Alex Ferguson decided to place progress in the FA Cup a very poor second to three points in Wednesday’s Premier League clash with Portsmouth and field a team that wouldn’t have looked out of place in a reserve team game.

Only three of the players who began last Wednesday’s Champions League match with FC Porto lined up at Wembley and his chosen XI had started just 106 league games this season between them. Given that Ferdinand and Nemanja Vidic account for 50 of those, it is clear that Ferguson’s decision was either brave or foolhardy.

Ultimately it proved to be both, although had referee Mike Riley viewed Danny Welbeck’s convincing claim for a second-half penalty differently, United’s second string may well have maintained their manager’s record of never having exited the FA Cup at this stage.

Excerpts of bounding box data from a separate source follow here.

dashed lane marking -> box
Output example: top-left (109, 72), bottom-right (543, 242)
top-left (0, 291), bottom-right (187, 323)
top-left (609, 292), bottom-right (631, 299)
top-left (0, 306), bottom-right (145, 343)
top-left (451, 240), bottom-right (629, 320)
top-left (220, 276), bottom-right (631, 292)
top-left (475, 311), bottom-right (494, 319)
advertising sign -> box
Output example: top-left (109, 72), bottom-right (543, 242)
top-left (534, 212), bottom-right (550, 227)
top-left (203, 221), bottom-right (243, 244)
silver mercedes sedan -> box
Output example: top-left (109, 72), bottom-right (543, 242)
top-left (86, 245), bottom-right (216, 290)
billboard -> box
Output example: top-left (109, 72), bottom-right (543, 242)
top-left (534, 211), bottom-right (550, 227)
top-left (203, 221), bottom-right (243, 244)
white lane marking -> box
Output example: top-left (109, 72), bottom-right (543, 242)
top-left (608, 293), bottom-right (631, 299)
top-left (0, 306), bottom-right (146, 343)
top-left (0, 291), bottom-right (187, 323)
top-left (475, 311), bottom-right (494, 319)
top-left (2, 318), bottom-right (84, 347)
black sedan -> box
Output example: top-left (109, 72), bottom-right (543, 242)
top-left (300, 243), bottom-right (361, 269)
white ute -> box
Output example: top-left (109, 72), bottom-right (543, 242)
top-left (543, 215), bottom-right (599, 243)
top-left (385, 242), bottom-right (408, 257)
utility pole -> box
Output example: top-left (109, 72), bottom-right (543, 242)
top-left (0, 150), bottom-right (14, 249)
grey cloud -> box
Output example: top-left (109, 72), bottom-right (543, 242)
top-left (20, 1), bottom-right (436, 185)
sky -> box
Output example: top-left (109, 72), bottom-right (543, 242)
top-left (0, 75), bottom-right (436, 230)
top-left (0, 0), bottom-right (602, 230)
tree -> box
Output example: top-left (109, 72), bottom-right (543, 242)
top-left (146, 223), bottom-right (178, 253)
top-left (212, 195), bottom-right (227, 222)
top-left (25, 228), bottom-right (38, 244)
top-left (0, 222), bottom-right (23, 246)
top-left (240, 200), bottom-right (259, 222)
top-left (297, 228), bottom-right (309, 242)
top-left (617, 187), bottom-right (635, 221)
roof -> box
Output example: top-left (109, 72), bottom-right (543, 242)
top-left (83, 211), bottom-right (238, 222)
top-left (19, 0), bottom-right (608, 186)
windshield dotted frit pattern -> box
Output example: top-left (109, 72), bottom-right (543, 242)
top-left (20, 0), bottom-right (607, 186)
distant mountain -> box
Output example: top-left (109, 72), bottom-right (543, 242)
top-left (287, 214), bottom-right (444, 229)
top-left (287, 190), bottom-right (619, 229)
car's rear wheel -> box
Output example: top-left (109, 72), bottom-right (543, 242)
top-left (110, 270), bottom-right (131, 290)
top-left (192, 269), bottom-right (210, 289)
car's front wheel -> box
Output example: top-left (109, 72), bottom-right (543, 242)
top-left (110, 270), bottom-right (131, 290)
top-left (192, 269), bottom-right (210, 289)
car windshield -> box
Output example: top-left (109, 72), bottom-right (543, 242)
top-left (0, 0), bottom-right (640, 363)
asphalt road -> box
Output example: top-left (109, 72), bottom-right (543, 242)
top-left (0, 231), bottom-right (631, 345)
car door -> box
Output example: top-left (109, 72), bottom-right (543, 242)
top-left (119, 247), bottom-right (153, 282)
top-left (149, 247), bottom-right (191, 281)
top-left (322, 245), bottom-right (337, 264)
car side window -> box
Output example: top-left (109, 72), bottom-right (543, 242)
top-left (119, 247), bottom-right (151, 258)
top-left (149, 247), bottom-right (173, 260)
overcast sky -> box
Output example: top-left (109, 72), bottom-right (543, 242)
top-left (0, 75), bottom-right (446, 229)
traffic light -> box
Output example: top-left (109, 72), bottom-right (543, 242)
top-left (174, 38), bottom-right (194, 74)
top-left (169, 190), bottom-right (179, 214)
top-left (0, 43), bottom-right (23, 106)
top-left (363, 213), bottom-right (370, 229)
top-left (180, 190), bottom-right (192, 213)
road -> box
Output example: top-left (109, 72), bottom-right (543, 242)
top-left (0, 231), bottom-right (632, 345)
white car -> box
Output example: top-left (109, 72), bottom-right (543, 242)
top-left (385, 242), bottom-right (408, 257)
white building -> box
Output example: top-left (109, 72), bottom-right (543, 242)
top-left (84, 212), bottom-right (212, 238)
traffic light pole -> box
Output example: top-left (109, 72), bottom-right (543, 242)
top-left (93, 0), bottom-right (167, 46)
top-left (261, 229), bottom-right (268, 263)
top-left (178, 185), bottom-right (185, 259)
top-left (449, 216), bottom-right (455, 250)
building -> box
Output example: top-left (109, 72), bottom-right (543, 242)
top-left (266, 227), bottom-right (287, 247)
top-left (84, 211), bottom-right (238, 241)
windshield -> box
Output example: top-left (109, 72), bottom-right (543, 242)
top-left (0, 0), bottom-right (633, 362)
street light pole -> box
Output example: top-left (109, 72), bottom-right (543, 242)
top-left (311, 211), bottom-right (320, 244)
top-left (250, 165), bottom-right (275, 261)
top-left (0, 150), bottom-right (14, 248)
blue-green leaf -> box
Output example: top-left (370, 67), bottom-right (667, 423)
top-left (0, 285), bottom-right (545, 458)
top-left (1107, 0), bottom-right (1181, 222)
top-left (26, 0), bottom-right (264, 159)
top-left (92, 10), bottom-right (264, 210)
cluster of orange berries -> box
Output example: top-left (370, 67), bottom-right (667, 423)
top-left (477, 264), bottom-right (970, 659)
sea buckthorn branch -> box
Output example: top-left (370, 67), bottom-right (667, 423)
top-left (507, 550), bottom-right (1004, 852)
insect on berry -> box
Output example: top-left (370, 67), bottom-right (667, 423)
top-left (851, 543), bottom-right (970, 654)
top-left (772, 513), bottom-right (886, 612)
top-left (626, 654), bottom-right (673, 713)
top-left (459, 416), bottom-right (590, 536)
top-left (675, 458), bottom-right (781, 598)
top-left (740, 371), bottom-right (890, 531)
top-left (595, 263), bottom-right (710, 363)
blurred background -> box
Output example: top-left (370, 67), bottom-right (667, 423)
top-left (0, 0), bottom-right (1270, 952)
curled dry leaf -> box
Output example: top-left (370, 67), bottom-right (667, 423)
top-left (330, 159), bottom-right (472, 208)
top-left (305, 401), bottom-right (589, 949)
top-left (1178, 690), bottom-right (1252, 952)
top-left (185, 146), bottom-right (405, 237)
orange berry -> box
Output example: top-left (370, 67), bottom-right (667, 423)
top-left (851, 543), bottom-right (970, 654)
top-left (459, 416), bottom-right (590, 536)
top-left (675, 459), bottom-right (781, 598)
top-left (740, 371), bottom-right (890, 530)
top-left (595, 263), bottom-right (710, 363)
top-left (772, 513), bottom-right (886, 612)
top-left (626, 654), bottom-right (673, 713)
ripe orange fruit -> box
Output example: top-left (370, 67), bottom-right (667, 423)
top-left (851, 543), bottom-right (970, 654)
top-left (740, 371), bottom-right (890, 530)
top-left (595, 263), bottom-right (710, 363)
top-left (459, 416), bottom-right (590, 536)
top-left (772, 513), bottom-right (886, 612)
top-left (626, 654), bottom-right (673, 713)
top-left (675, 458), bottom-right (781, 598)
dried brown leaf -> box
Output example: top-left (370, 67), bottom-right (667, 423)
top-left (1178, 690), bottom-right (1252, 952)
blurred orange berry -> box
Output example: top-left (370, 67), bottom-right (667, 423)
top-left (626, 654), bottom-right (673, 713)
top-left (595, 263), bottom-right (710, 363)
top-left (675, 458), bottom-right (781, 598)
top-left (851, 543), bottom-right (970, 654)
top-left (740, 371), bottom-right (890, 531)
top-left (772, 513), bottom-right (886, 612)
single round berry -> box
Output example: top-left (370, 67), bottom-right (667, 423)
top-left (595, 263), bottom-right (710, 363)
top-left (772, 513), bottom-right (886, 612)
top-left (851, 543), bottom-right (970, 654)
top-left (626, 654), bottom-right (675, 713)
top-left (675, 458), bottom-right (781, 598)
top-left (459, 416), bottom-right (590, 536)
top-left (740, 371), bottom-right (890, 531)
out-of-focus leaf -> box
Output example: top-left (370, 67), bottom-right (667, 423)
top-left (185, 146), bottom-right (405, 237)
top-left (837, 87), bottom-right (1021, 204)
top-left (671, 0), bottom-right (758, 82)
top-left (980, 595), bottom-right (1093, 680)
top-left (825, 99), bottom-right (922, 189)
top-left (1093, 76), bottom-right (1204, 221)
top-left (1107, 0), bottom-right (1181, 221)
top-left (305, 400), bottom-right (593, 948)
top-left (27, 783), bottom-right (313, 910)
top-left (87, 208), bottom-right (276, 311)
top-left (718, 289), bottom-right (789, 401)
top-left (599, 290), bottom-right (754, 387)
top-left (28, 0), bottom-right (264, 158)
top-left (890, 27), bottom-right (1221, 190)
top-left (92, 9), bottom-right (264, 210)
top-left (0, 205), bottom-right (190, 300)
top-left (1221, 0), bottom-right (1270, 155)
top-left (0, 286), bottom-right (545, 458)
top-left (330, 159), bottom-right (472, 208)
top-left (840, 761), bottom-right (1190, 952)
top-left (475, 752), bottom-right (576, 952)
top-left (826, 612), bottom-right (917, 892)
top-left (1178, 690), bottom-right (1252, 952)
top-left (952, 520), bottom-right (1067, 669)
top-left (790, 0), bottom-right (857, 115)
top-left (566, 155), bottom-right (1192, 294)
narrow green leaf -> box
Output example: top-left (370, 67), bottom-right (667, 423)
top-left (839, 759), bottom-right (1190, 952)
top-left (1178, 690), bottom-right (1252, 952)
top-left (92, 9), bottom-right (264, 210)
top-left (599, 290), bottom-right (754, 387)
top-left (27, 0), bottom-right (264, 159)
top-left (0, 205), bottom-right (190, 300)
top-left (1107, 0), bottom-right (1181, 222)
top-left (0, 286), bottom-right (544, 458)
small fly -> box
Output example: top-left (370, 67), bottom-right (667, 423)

Riley’s apparent affiliation to United had been raised as a possible issue by David Moyes, the Everton manager, and Ferguson admitted that may have had an influence on the match official’s decision.

If it did, then Moyes may well feel he struck a blow to those many managers who feel they have been victims of the Old Trafford manager’s psychological warfare.

What was more important was that it was Ferguson’s players, who for once appeared mentally weakened when it came to penalties.

Having kept their nerve to win a shoot-out in last season’s Champions League final in Moscow, and then again in this year’s Carling Cup final, the odds were on United to finally claim the victory they probably just deserved after 120 minutes.

Those odds shortened when Tim Cahill struck the first effort over the bar, but Berbatov’s horribly tame effort was easily saved by Howard to restore parity and when Ferdinand followed suit, it was only a matter of time before Phil Jagielka was given the chance to complete Everton’s win and take them into the final for the first time since they beat United in 1995.

The full impact of Ferguson’s decision will be felt in the coming weeks and he will feel he has been fully vindicated if United recover from their recent wobbles in the league and hang onto the Premier League title whilst also progressing past Arsenal in the Champions League semi-final.

The manager insisted he couldn’t afford to risk fatigue in his senior players, a clear indication he is concerned by the form of his main rivals, yet having witnessed Everton’s limitations, he will surely view this as a chance missed.

For Moyes, that was of no consequence, his only concern being that Everton are now one step closer towards capping their outstanding progress under the Scot with the trophy he craves so badly. They will only satisfy that craving, however, if they perform considerably better in the final against Chelsea.

The unfamiliarity of the United line-up meant it was inevitable Ferguson’s side would lack their normal fluency and incisiveness. Yet it quickly became clear they would still have enough pace and creativity to trouble the Everton defence, and it was the Blues back-four that was by far the busier during the opening 45 minutes.

Carlos Tevez, himself only 25, accepted the responsibility of co-ordinating his inexperienced teenage strike-partners Federico Macheda and Danny Welbeck and orchestrated a series of neat passing moves around the edge of the area.

Whether Everton were boosted or insulted by the sight of the United team-sheet, they initially showed few signs of being able to exploit their weakened opponents. Marouane Fellaini attempted to get close to lone striker Louis Saha but the Belgian’s aerial threat was nullified by Nemanja Vidic and Everton’s only chance of the first half came when United keeper Ben Foster scuffed a clearance.

It was clear Everton needed to inject more purpose and self-belief into their attacking movements. That is exactly what they did after the restart, when they pressed United onto the back-foot and finally brought a meaningful save from Foster when Tim Cahill let fly from 30 yards in the 54th minute.

But Moyes’ side again found themselves overrun as United took charge with Park and Darron Gibson both coming close with shots.

Their best opening, though, was denied by Riley who adjudged there had been no infringement when Everton defender Phil Jagielka appeared to trip Welbeck after the United striker had latched onto a loose ball and rounded Howard.

Ferguson was fuming and he would have been even more furious had he known his side would struggle to make another chance of note before the tie drifted into extra-time.

Penalties always looked the most likely outcome once the extra half-hour had been signalled, although Everton substitute James Vaughan wasted a good opening when he directed a shot straight at Vidic.

REFEREE: Mike Riley (Yorkshire) 5: Not many people would have wanted to swap places with the referee when he met Alex Ferguson after the game. How he turned down United’s claim for a second half penalty is anyone’s guess.

MATCH RATING: ** Some semi-finals can stir the soul — this wasn’t one of them. Everton froze on the big occasion and United’s raw youngsters looked, well, raw.